4子を取られたのは約30目の損ですが、左下で20目ほど稼ぎ、身軽になって、テーマ図のAの大場に回って、捨て石作戦は成功しました。
【参考図1】 下辺の4子に未練を残すと、黒1から3と当ててしまいます。黒5まで、下辺4子は生き残っていますが、地を稼がれた上に、白からAやBの嫌みがあって、手を掛けた割には採算が合いません。
【参考図2】 黒1の当てから5、7と取るのは最悪で、白8の当てを利かされ14まで4子を取られては大きく、捨て石とは言えません。
【参考図3】 石を捨てるといっても、少しでも被害を小さくするのは当然のことで、実戦図の黒7は精一杯の頑張りです。これを黒1に抱えるのは、白2の当てを打たれ、白8と取られることになり、実戦とは大差です。

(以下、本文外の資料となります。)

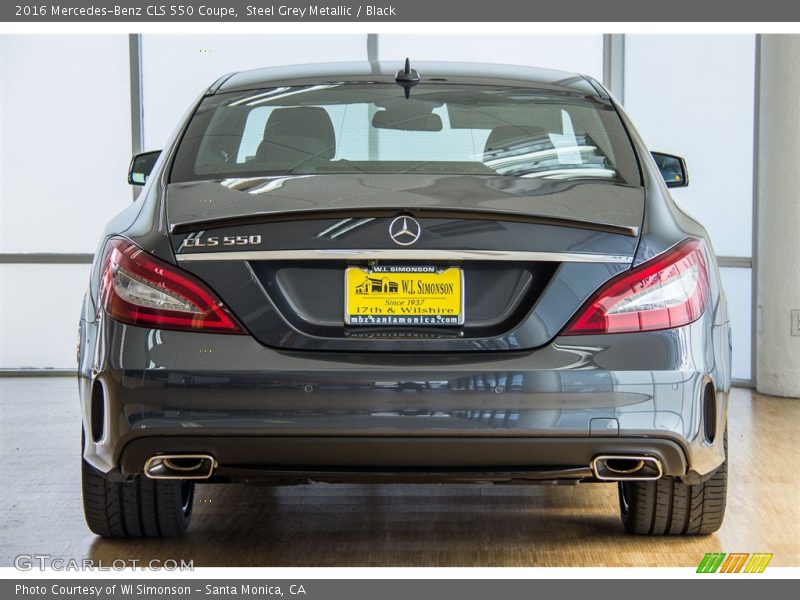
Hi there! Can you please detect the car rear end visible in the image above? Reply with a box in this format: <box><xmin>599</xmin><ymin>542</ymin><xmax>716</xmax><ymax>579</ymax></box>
<box><xmin>78</xmin><ymin>63</ymin><xmax>730</xmax><ymax>537</ymax></box>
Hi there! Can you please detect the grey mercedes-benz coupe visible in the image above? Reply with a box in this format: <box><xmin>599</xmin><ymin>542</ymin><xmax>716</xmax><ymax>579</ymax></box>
<box><xmin>78</xmin><ymin>61</ymin><xmax>730</xmax><ymax>538</ymax></box>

●メモ● 白石新人王は入段前、中央大学に在学し、囲碁部で活躍。2003年には学生本因坊戦に優勝。3年の時、プロ試験に合格した。在学中の恩返しに、囲碁部の後輩に月1回指導をしている。中大は昨年、秋季関東リーグで2部に陥落したが、2~3子で打てる部員も多く、春のリーグ戦を楽しみにしている。